トロイダルコアはドーナツ状の形をしたコアで、コアは全周にわたり切れ目なく磁路を作るので漏れ磁束の少ないコアである。

最近は少なくなったが、磁気マルチバイブレータなどでは高透磁・高飽和磁束の材料を使って多数の巻き線を持つトランスが作られていた。

アナログエンジニアは小型のパーマロイ系の箔コアを使い、100kHzで発振させたことがある。絶縁電源を得る目的だったので、1次コイルと2次コイルを離して巻き線した。コイル間容量は2pF程度まで達成したと記憶している。

この方法は、通常の均等巻きの原則に反する手段であるが、目的は達成した。

トロイダルコアを使ったコイルは、インダクション係数(AL値)と許容アンペアターンで主な仕様が決まるので、ギャップ付き分離コアを使うより設計要素が少ない。損失は許容アンペアターンより低く設計すればヒステリシス損を低減できるし、コア材料も高周波用途のものもふつうに市販されている。
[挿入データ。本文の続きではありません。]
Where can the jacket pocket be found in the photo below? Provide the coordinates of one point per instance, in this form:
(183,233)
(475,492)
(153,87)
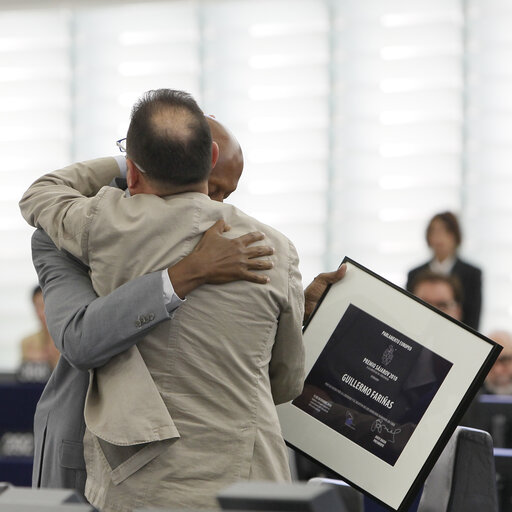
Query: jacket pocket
(124,461)
(72,455)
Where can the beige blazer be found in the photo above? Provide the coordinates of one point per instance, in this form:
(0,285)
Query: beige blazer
(191,408)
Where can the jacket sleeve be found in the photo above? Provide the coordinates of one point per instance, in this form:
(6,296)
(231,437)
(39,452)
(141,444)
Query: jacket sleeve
(63,202)
(89,330)
(287,362)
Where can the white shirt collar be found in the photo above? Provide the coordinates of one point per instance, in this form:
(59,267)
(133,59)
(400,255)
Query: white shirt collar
(442,267)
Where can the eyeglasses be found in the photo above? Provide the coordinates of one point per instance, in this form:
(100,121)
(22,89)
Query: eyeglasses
(121,144)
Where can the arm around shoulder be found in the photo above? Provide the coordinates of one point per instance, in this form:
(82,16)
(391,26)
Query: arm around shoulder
(287,363)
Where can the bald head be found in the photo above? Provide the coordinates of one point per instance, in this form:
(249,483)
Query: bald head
(226,172)
(499,379)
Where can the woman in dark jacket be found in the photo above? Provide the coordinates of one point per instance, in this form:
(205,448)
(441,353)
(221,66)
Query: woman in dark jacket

トロイダルコアを使ったチョークコイルは比較的漏れ磁束が少ないので、DC-DCコンバータなどでは重宝されている。

少ない巻き数のコイル/トランスであれば、エナメル線を細長い板状の簡易用具を使ってコアの中心孔を必要回数くぐらせればよいので、種々の使用で自作できる。

エナメル線が1mmφを超えると、少し巻きにくいかも知れない。

トロイダルコアに関する書籍と言えば、山村英穂著の「トロイダル・コア活用百科」が有名で、2005年に新版がでている。